Prioritize Your Health with Comprehensive Breast Care

Michelle O’Shea, M.D.
Houston Methodist Breast Surgery Partners in Sugar Land

Many of us spent the past year focused on preventing COVID-19, and although we are still dealing with it, it’s time to re-focus on our total health. Making time for an annual mammogram is an important part of maintaining overall wellness and protecting yourself from breast cancer.

One in eight women will develop breast cancer over the course of their lifetime, but early detection improves the overall prognosis and often results in less aggressive treatment options.

Starting at age 40 (or younger if you have family history of breast cancer), you should talk to your doctor about getting an annual mammogram. If you have questions about your breast cancer risk, talk to your primary care doctor or obstetrician-gynecologist.

“Getting a mammogram is an important part of good breast health management and should be part of your health care priorities” said Dr. Michelle O’Shea, breast surgeon at Houston Methodist Breast Surgery Partners at Sugar Land.
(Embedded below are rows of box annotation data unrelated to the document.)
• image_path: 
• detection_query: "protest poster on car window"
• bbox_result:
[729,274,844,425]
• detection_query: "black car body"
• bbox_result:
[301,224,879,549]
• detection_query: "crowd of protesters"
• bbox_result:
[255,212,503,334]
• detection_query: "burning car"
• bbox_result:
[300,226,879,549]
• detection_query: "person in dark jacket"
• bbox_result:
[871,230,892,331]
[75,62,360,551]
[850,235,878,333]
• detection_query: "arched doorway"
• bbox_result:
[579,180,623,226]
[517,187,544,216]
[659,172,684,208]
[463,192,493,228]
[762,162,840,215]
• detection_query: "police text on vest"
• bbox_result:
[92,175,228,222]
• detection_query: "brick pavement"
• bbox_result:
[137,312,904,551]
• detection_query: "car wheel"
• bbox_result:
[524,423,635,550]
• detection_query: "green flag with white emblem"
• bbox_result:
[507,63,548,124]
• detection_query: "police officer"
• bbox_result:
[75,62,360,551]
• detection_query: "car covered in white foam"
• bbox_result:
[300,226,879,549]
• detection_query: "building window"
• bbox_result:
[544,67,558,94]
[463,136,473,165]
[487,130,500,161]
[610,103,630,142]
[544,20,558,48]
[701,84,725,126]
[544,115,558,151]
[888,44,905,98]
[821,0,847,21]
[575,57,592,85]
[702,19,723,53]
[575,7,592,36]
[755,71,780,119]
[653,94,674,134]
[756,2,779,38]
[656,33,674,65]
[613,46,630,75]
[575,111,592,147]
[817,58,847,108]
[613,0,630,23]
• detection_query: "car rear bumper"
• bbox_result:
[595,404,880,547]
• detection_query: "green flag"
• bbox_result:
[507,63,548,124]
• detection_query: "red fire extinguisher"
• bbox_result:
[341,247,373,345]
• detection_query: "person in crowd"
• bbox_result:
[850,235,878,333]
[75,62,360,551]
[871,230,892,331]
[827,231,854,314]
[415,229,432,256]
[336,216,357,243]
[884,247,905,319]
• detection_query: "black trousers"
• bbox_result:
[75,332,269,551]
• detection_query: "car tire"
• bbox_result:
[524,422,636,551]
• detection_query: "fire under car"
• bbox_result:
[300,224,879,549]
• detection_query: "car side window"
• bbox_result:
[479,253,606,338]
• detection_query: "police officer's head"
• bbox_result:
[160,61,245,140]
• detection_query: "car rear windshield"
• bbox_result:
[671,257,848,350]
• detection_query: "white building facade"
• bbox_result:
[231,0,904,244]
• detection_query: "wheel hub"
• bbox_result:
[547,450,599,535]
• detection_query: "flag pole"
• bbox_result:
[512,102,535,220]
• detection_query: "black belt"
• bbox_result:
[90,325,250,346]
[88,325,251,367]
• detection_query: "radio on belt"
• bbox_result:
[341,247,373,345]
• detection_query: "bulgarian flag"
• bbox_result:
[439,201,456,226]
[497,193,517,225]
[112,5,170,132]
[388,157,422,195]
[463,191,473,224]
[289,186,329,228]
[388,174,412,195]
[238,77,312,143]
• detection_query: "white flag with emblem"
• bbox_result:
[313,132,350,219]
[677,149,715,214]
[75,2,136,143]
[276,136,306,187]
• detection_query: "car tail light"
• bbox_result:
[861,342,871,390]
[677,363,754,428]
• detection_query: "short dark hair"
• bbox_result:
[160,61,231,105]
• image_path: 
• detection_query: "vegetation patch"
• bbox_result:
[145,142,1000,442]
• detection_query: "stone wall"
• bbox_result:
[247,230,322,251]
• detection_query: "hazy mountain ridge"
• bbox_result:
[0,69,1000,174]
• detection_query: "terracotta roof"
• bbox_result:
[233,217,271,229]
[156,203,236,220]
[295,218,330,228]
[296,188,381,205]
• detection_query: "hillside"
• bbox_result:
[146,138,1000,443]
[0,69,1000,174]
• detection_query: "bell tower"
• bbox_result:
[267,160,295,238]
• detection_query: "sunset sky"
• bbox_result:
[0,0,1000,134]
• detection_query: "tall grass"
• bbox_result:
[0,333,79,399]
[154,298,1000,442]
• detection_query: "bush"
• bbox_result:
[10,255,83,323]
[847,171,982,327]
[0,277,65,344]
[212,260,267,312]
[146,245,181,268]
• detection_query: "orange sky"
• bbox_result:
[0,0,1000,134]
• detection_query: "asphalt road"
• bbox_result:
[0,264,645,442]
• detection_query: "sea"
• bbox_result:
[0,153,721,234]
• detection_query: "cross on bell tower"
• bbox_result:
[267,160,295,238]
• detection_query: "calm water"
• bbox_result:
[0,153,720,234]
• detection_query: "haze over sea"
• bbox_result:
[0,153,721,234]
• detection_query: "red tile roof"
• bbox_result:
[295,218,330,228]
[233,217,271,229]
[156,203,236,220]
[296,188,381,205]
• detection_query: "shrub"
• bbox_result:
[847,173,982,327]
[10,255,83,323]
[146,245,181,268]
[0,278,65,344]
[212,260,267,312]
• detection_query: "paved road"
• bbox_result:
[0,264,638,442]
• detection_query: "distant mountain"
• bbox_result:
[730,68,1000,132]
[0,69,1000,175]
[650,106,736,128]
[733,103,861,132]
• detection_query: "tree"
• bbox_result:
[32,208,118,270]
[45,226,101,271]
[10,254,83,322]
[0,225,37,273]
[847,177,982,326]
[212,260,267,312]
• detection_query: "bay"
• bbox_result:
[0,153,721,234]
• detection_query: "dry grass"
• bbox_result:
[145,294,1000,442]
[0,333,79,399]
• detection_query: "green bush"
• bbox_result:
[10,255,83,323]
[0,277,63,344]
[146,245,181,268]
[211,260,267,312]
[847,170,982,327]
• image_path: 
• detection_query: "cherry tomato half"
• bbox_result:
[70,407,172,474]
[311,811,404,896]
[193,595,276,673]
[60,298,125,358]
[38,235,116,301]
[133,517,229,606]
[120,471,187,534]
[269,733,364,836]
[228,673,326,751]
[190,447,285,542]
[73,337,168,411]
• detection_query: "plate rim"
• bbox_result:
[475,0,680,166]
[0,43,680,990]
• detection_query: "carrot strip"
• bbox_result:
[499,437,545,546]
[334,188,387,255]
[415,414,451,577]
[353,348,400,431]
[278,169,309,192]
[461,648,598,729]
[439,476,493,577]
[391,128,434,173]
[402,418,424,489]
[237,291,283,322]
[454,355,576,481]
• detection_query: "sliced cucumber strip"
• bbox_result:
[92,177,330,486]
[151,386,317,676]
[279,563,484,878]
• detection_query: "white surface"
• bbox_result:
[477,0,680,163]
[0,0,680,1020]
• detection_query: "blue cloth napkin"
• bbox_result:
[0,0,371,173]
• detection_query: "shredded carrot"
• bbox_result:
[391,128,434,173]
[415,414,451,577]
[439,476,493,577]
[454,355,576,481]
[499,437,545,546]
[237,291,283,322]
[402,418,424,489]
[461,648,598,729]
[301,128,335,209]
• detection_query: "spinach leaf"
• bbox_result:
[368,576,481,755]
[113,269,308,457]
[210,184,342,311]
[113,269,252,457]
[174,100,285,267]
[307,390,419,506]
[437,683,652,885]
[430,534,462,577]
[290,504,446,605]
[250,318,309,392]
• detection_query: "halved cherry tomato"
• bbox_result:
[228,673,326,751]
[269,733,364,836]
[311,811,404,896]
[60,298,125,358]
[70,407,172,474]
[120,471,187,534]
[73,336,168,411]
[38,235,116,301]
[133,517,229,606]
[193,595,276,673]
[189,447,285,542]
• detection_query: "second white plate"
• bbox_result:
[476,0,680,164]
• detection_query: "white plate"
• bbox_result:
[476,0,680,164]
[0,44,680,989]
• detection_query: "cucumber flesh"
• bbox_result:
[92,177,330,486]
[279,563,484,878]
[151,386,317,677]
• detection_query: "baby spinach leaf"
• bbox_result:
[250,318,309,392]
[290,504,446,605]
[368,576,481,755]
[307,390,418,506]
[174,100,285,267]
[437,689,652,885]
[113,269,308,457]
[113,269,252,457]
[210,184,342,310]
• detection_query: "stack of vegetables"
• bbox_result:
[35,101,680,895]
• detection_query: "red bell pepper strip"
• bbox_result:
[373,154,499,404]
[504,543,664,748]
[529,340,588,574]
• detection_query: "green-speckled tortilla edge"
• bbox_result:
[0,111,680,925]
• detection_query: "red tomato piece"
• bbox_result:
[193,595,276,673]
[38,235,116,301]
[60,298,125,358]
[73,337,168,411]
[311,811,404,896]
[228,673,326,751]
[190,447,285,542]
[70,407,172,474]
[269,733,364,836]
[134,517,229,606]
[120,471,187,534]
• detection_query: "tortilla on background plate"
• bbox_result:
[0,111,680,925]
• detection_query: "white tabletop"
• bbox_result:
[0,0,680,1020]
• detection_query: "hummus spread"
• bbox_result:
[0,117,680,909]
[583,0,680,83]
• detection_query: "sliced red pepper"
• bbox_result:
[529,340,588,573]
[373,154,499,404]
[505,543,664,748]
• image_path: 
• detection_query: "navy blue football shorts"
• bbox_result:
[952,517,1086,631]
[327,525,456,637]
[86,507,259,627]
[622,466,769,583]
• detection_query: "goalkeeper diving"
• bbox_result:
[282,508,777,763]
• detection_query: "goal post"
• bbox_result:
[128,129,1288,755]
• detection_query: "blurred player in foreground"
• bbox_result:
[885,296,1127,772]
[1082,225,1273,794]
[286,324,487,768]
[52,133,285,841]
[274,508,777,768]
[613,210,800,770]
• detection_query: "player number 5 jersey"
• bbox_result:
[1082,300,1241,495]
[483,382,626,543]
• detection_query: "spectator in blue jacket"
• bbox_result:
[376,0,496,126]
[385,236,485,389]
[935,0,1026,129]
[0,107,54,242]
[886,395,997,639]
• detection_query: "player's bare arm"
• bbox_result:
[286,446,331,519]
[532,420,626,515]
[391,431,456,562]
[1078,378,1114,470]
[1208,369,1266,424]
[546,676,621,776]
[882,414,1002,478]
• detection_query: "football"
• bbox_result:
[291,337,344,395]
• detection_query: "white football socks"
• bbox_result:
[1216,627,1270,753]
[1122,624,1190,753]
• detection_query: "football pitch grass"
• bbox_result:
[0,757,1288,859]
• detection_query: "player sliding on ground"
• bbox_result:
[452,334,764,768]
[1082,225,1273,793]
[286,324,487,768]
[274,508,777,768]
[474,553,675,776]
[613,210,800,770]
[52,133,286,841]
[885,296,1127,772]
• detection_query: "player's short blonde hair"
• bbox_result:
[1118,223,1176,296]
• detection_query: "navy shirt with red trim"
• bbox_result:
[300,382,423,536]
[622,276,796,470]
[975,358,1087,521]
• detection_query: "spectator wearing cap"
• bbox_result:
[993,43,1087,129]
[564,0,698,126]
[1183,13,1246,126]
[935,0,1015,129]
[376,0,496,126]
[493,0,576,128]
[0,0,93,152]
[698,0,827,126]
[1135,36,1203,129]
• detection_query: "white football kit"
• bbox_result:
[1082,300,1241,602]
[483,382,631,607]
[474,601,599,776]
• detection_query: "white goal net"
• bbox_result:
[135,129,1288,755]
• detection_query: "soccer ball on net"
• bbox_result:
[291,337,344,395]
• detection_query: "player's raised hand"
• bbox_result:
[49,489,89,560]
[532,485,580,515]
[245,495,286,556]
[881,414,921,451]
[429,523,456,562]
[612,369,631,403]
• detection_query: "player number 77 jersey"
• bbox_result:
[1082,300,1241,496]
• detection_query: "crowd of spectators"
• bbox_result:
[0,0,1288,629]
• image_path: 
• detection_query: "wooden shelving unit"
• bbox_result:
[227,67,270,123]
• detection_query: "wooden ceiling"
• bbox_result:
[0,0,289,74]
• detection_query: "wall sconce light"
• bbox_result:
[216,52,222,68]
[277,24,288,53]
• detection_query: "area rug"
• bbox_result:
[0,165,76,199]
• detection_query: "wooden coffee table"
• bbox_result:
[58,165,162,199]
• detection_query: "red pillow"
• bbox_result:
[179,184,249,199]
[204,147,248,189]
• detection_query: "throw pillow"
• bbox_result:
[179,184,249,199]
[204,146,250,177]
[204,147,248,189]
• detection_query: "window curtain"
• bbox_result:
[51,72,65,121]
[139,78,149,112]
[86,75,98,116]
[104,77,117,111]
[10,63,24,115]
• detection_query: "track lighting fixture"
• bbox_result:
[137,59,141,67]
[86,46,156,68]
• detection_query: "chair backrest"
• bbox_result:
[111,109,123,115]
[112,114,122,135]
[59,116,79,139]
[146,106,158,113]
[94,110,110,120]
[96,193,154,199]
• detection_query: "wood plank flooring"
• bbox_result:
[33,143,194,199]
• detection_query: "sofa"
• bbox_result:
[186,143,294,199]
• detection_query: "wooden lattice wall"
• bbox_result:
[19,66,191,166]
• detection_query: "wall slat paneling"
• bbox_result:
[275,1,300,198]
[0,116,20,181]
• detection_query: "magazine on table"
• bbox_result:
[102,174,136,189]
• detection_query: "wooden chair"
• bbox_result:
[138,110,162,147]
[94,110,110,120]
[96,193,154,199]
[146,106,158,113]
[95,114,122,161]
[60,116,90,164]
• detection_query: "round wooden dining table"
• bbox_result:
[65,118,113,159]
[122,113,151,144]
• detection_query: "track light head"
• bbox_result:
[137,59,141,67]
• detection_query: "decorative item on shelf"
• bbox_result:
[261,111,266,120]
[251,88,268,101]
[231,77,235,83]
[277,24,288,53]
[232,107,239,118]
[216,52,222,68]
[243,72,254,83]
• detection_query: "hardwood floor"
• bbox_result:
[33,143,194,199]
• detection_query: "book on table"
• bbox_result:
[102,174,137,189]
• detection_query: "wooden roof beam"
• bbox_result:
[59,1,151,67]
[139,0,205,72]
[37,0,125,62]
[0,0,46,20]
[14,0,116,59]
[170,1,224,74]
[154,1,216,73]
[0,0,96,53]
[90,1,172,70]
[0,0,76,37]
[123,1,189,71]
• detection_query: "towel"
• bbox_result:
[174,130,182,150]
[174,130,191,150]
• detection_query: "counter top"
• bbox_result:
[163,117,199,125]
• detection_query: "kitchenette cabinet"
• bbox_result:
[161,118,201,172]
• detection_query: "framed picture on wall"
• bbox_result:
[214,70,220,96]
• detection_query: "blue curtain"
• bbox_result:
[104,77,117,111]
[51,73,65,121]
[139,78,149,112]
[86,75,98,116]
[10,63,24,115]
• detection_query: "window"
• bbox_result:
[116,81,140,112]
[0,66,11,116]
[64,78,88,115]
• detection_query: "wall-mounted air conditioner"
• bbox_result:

When you come to Houston Methodist Breast Care Center at Sugar Land for your annual mammogram, you’ll be taken care of from start to finish. You’ll benefit from our high-tech approach to breast cancer screening with 3D mammography, which is one of the most effective tools in detecting the smallest lumps and abnormalities. And if your mammogram shows something abnormal, you have a trusted team ready to guide you through options for treatment and care. We have also made breast surgeons more accessible for women with abnormal results through extended weekday and weekend hours for reassurance and maintaining priorities for better health.

“Having everything a patient needs under one roof is a major benefit for our patients and gives us an advantage in diagnosing breast cancer at the earliest stages, which provides the best chance for complete recovery – all at one location close to home,” said O’Shea.

The breast care team works together and communicates frequently to customize each treatment plan. This collaboration helps everyone stay informed and ensures the best possible outcome.

If you have family members with cancer, you might feel that getting cancer yourself seems like a matter of time. But thankfully, family history does not mean cancer is inevitable.

“Some cancers are caused by an abnormal gene that’s passed down from generation to generation,” said O’Shea. “But it’s the abnormal gene that’s inherited, not the disease.” In any case, only 5% to 10% of all cancers are referred to as inherited cancers and may include some breast and ovarian cancers.

“Mutations occurring in the BRCA1 and BRCA2 genes are common causes of inherited cancers. Women with these mutations are more likely to develop hereditary breast and ovarian cancer syndrome,” O’Shea shared. “Most breast cancers, however, even among close relatives, are not due to these mutations.”

Genetic testing is a good idea for some people and can help with treatment options. First, research your family’s cancer history. Enlist other family members and aim to get three generations’ worth of information. For each instance of cancer, note the person’s sex, age when diagnosed, other medical conditions, diet and exercise habits, age, and cause of death. Ask your doctor about genetic testing, if you have:

  • Several first-degree relatives (parents or siblings) with  cancer, especially the same type.
  • Family members who developed cancer at a young age.
  • Close relatives with rare forms of cancer.
  • A family member known to have a genetic mutation.

Houston Methodist Sugar Land Hospital’s breast care team is committed to ensuring that your experience is as stress-free as possible. The personal touch begins with your mammogram and continues throughout every aspect of care, for as long as needed.